In economics 101, one learns that resources are scarce and the competing and conflicting demands made on the scarce resources need to be prioritized in order to optimize utility. A nation that commits 60% of its meager resources to guns rather than butter, a nation that commits more on disseminating propaganda than judiciary, a nation that spends 10% of its budget on the salary of two employees of the State – President and the Vice-President, a nation that doesn’t save for a rainy day, a nation that ignores its infrastructure, a nation that spends least on education, health and justice is a nation that is predestined to failure, hopelessness and hunger. It is more so when already that nation is the poorest nation in the world. A nation’s resources are entrusted with its leaders and stewardship and if the budget (FY 2003) is any indication, the meager resources are grossly misappropriated and that is fiscally irresponsible.

Sub-Saharan Africa is the most impoverished region in the world and no one disputes that. Some of the reasons the pundits normally ascribe to the region’s poverty are as follows: civil and ethnic wars, environmental degradation and deforestation, foreign debt, corruption, lack of foreign investment, low prices of Africa agricultural exports, too many and too small sovereign States, HIV/AIDS, trade barriers, poor infrastructure. Most of these are man made causes that can be managed, controlled, negotiated or eliminated totally. But there is one more that is overlooked: fiscal irresponsibility. The practice of misappropriating public funds (taxpayers funds) is pervasive, reprehensive and would continue to bleed the region to more poverty. To mitigate the effect or eliminate these growth and development inhibiting practices requires strong political will and that isn’t forthcoming.

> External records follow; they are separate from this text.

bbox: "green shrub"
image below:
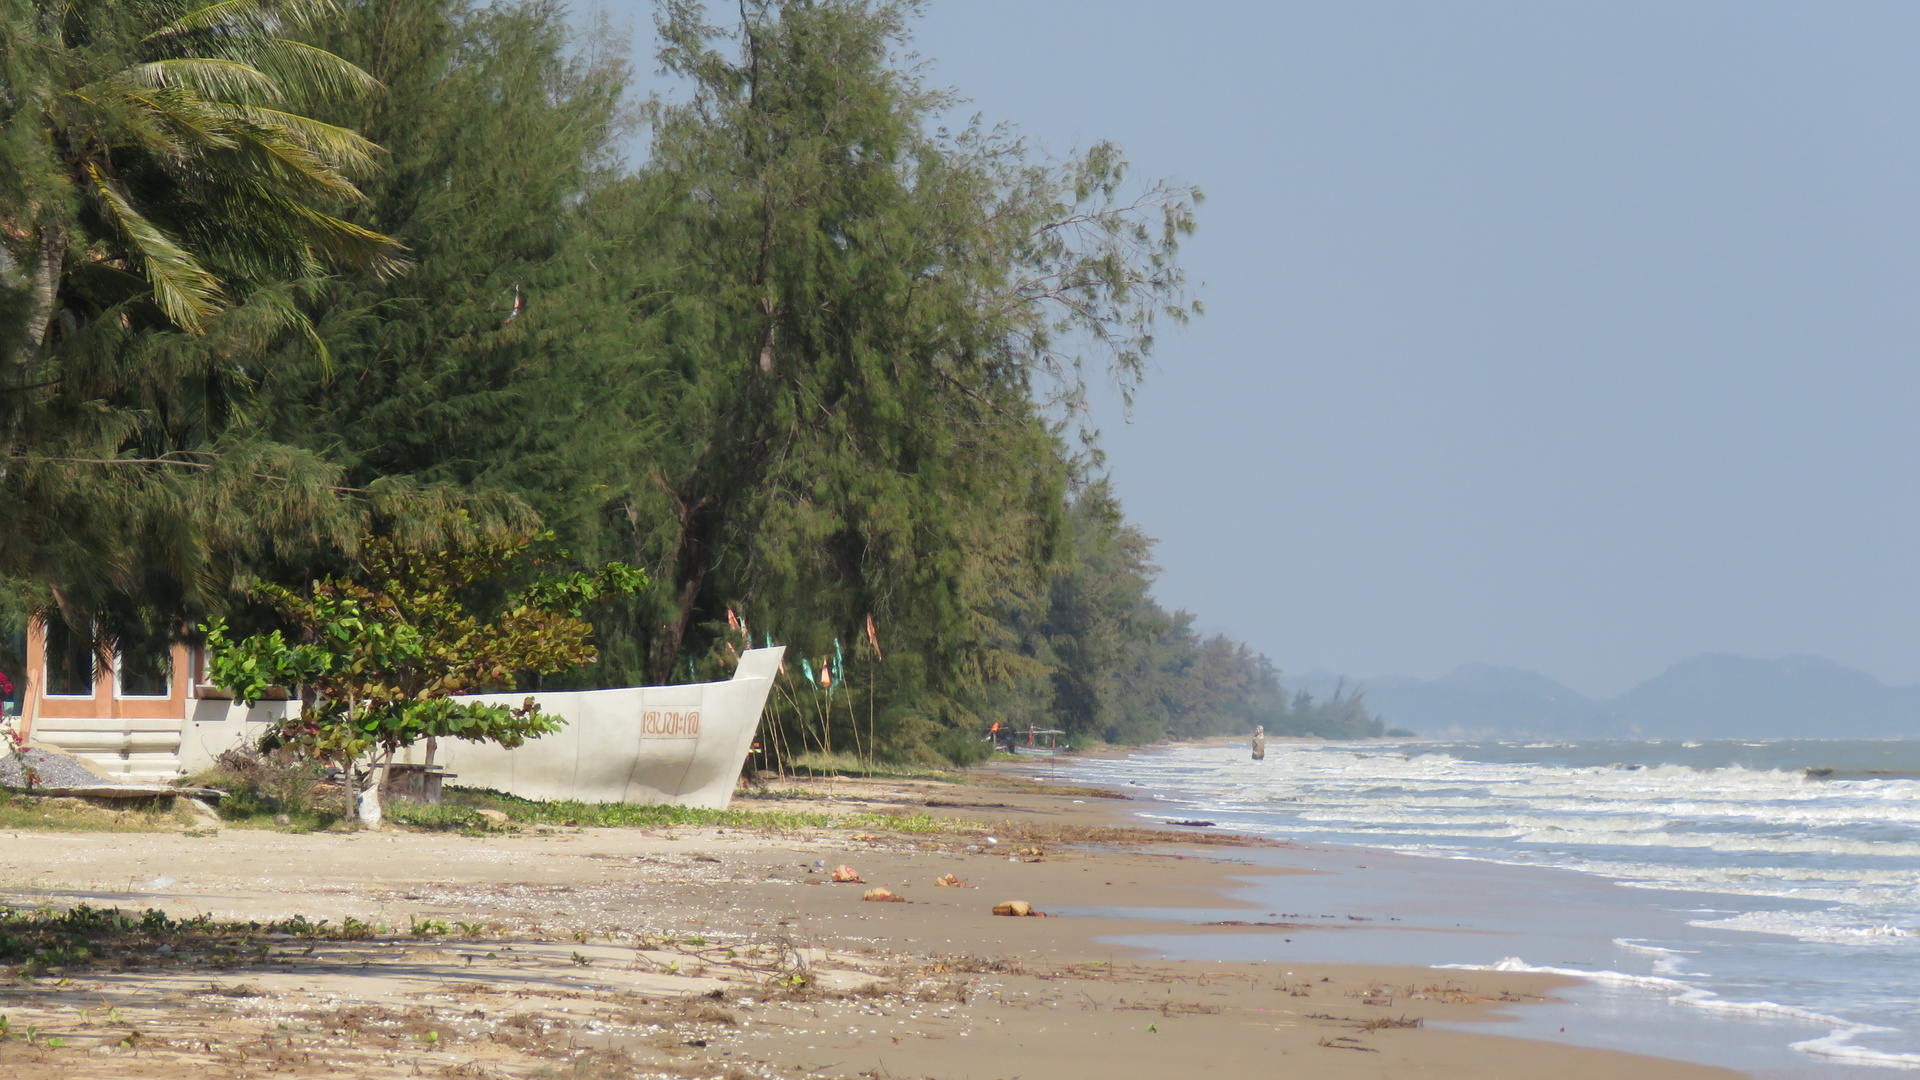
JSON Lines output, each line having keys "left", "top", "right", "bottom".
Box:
{"left": 930, "top": 727, "right": 991, "bottom": 767}
{"left": 183, "top": 749, "right": 337, "bottom": 829}
{"left": 382, "top": 800, "right": 485, "bottom": 831}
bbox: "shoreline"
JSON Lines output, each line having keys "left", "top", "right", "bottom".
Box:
{"left": 1063, "top": 738, "right": 1907, "bottom": 1077}
{"left": 0, "top": 762, "right": 1745, "bottom": 1078}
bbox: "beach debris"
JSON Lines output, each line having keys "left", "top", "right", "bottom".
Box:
{"left": 862, "top": 887, "right": 906, "bottom": 902}
{"left": 934, "top": 873, "right": 973, "bottom": 888}
{"left": 831, "top": 865, "right": 864, "bottom": 883}
{"left": 1167, "top": 819, "right": 1216, "bottom": 827}
{"left": 1121, "top": 1000, "right": 1222, "bottom": 1016}
{"left": 358, "top": 787, "right": 383, "bottom": 826}
{"left": 475, "top": 809, "right": 510, "bottom": 827}
{"left": 984, "top": 836, "right": 998, "bottom": 845}
{"left": 1201, "top": 920, "right": 1300, "bottom": 928}
{"left": 992, "top": 900, "right": 1048, "bottom": 917}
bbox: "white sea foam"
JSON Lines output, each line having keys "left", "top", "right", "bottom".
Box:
{"left": 1611, "top": 938, "right": 1698, "bottom": 974}
{"left": 1449, "top": 957, "right": 1858, "bottom": 1028}
{"left": 1692, "top": 910, "right": 1918, "bottom": 944}
{"left": 1791, "top": 1028, "right": 1920, "bottom": 1069}
{"left": 1441, "top": 957, "right": 1696, "bottom": 993}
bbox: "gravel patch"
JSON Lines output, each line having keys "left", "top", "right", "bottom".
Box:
{"left": 0, "top": 746, "right": 127, "bottom": 790}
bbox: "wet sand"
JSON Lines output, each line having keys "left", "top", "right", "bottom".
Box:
{"left": 0, "top": 764, "right": 1744, "bottom": 1078}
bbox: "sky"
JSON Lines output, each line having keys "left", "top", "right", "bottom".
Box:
{"left": 595, "top": 1, "right": 1920, "bottom": 697}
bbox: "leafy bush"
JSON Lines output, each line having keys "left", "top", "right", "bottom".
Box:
{"left": 930, "top": 728, "right": 992, "bottom": 767}
{"left": 184, "top": 749, "right": 336, "bottom": 829}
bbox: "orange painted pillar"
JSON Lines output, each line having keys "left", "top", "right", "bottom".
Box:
{"left": 17, "top": 615, "right": 43, "bottom": 743}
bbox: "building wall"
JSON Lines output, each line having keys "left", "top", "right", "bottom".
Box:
{"left": 20, "top": 619, "right": 195, "bottom": 782}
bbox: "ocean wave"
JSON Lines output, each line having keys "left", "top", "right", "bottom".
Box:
{"left": 1273, "top": 813, "right": 1920, "bottom": 857}
{"left": 1691, "top": 910, "right": 1920, "bottom": 945}
{"left": 1447, "top": 958, "right": 1867, "bottom": 1032}
{"left": 1250, "top": 832, "right": 1920, "bottom": 910}
{"left": 1440, "top": 957, "right": 1696, "bottom": 993}
{"left": 1610, "top": 938, "right": 1700, "bottom": 974}
{"left": 1790, "top": 1028, "right": 1920, "bottom": 1069}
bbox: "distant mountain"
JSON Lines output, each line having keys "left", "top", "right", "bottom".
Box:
{"left": 1610, "top": 654, "right": 1920, "bottom": 739}
{"left": 1310, "top": 654, "right": 1920, "bottom": 739}
{"left": 1361, "top": 665, "right": 1605, "bottom": 739}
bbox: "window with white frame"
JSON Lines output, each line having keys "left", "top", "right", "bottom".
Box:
{"left": 42, "top": 614, "right": 95, "bottom": 698}
{"left": 116, "top": 635, "right": 173, "bottom": 699}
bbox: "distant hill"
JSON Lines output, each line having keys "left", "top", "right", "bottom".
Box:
{"left": 1611, "top": 654, "right": 1920, "bottom": 739}
{"left": 1299, "top": 654, "right": 1920, "bottom": 739}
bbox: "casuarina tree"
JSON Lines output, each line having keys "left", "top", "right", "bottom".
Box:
{"left": 590, "top": 0, "right": 1200, "bottom": 757}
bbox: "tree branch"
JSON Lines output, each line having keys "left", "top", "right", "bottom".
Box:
{"left": 15, "top": 454, "right": 369, "bottom": 493}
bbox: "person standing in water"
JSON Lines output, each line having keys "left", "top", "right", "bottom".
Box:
{"left": 1251, "top": 725, "right": 1266, "bottom": 760}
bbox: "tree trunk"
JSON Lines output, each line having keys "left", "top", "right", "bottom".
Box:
{"left": 659, "top": 564, "right": 708, "bottom": 681}
{"left": 0, "top": 224, "right": 62, "bottom": 482}
{"left": 647, "top": 485, "right": 715, "bottom": 684}
{"left": 366, "top": 747, "right": 395, "bottom": 824}
{"left": 342, "top": 752, "right": 358, "bottom": 825}
{"left": 21, "top": 224, "right": 64, "bottom": 351}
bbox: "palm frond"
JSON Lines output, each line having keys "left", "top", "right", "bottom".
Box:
{"left": 84, "top": 162, "right": 225, "bottom": 333}
{"left": 277, "top": 197, "right": 410, "bottom": 277}
{"left": 225, "top": 103, "right": 383, "bottom": 182}
{"left": 114, "top": 86, "right": 242, "bottom": 155}
{"left": 254, "top": 38, "right": 380, "bottom": 105}
{"left": 120, "top": 58, "right": 278, "bottom": 103}
{"left": 145, "top": 0, "right": 346, "bottom": 43}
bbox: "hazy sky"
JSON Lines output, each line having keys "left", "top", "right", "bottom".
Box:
{"left": 597, "top": 1, "right": 1920, "bottom": 697}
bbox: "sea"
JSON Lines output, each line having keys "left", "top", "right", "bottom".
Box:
{"left": 1062, "top": 739, "right": 1920, "bottom": 1075}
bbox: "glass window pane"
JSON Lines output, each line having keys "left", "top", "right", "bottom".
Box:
{"left": 118, "top": 637, "right": 172, "bottom": 697}
{"left": 44, "top": 614, "right": 95, "bottom": 697}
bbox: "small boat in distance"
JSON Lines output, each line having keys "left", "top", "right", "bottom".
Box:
{"left": 1004, "top": 726, "right": 1065, "bottom": 756}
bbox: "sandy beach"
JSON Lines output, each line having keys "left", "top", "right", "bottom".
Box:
{"left": 0, "top": 764, "right": 1743, "bottom": 1079}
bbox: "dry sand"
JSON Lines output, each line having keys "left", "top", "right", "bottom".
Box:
{"left": 0, "top": 764, "right": 1744, "bottom": 1079}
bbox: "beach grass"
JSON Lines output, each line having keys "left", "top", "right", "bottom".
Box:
{"left": 776, "top": 751, "right": 970, "bottom": 781}
{"left": 0, "top": 790, "right": 195, "bottom": 833}
{"left": 380, "top": 785, "right": 968, "bottom": 836}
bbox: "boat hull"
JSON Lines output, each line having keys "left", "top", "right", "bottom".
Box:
{"left": 177, "top": 647, "right": 785, "bottom": 810}
{"left": 395, "top": 647, "right": 783, "bottom": 808}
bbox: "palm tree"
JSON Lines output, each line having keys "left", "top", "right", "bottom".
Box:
{"left": 1, "top": 0, "right": 404, "bottom": 349}
{"left": 0, "top": 0, "right": 410, "bottom": 648}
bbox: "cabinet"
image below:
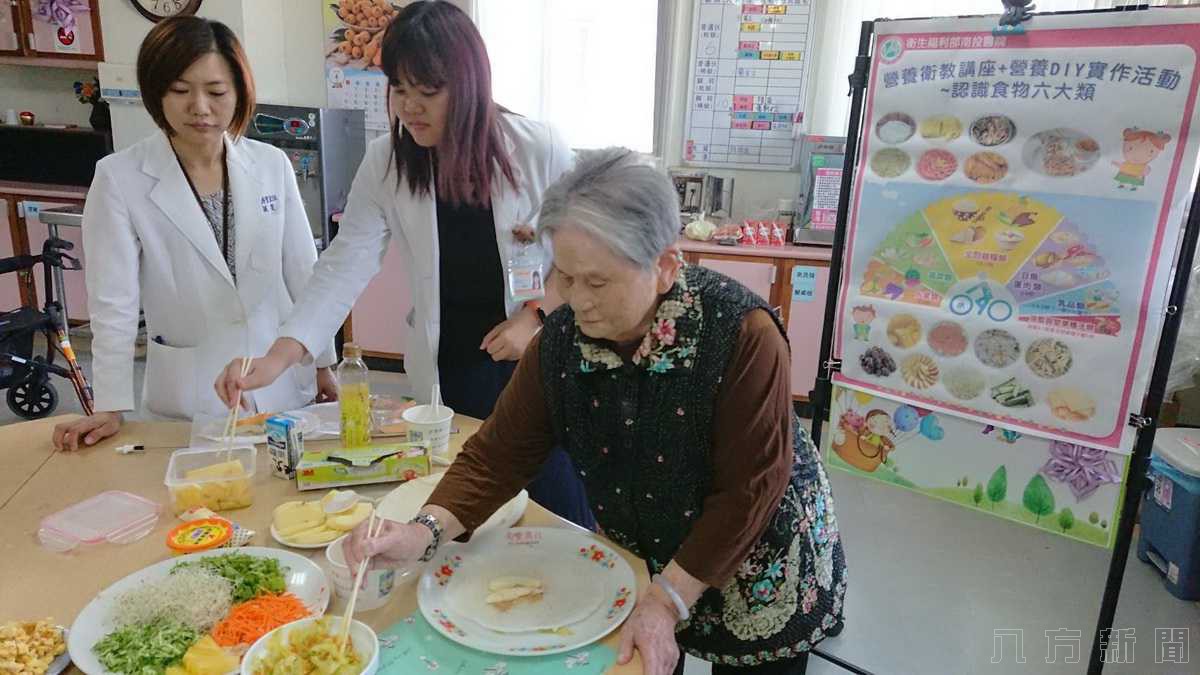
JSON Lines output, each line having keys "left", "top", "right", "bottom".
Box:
{"left": 682, "top": 243, "right": 831, "bottom": 402}
{"left": 0, "top": 0, "right": 104, "bottom": 63}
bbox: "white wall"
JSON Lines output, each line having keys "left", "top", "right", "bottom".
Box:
{"left": 240, "top": 0, "right": 289, "bottom": 104}
{"left": 95, "top": 0, "right": 245, "bottom": 66}
{"left": 282, "top": 0, "right": 329, "bottom": 108}
{"left": 0, "top": 64, "right": 96, "bottom": 126}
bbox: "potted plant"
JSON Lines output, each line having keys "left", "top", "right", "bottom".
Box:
{"left": 73, "top": 77, "right": 109, "bottom": 131}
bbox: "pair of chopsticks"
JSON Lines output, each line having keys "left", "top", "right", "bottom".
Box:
{"left": 222, "top": 358, "right": 252, "bottom": 460}
{"left": 339, "top": 510, "right": 382, "bottom": 656}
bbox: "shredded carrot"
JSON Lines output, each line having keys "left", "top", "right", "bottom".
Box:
{"left": 211, "top": 593, "right": 311, "bottom": 647}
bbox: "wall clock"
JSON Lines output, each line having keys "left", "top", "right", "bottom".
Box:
{"left": 130, "top": 0, "right": 203, "bottom": 23}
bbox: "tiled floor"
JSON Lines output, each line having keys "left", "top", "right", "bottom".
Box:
{"left": 6, "top": 339, "right": 1198, "bottom": 674}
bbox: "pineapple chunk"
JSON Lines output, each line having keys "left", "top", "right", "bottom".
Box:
{"left": 184, "top": 460, "right": 245, "bottom": 481}
{"left": 181, "top": 636, "right": 237, "bottom": 675}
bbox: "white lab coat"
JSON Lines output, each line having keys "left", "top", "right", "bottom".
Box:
{"left": 279, "top": 114, "right": 574, "bottom": 403}
{"left": 82, "top": 131, "right": 336, "bottom": 420}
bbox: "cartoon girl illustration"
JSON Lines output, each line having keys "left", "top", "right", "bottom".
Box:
{"left": 860, "top": 409, "right": 896, "bottom": 459}
{"left": 1113, "top": 128, "right": 1172, "bottom": 191}
{"left": 851, "top": 305, "right": 877, "bottom": 341}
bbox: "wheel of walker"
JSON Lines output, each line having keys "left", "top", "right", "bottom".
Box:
{"left": 7, "top": 380, "right": 59, "bottom": 419}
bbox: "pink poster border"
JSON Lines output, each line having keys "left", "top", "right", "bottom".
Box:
{"left": 832, "top": 22, "right": 1200, "bottom": 451}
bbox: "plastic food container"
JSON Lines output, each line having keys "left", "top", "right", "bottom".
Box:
{"left": 164, "top": 445, "right": 257, "bottom": 515}
{"left": 37, "top": 490, "right": 161, "bottom": 552}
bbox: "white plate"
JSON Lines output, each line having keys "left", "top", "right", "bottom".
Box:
{"left": 68, "top": 547, "right": 330, "bottom": 675}
{"left": 198, "top": 410, "right": 322, "bottom": 445}
{"left": 376, "top": 473, "right": 528, "bottom": 538}
{"left": 417, "top": 527, "right": 636, "bottom": 656}
{"left": 445, "top": 541, "right": 605, "bottom": 633}
{"left": 47, "top": 626, "right": 70, "bottom": 675}
{"left": 241, "top": 617, "right": 379, "bottom": 675}
{"left": 269, "top": 497, "right": 376, "bottom": 550}
{"left": 269, "top": 524, "right": 344, "bottom": 550}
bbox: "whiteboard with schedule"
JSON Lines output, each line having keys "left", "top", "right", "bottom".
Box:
{"left": 683, "top": 0, "right": 818, "bottom": 171}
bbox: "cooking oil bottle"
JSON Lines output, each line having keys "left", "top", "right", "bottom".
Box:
{"left": 337, "top": 343, "right": 371, "bottom": 447}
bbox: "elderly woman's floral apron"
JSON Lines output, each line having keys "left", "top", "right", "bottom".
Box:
{"left": 540, "top": 265, "right": 847, "bottom": 667}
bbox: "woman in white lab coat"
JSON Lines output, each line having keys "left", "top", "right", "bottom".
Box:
{"left": 53, "top": 16, "right": 336, "bottom": 450}
{"left": 214, "top": 0, "right": 594, "bottom": 528}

This seems bleak but it shouldn’t be. As a reminder, this culture of out-right misappropriation and corruption has been inherited from the prior administrations but this one has taken it to a shamefully higher level. It must be noted that the legislature has approved these misappropriations; hence they share the blame. There are several ways to stem this blatant waste of meager resources and here are some that spring to mind readily but one wonders if there is a will? The legislature ought to establish a) watch dog of its own, which is accountable to the house of parliament and, b) independent controller that reviews and approves government disbursements. Listing the functions of the proposed watchdog is out of the scope of this analysis, but the message should be clear; those who misappropriate and those who loot government coffers would be caught and punished severely without fail.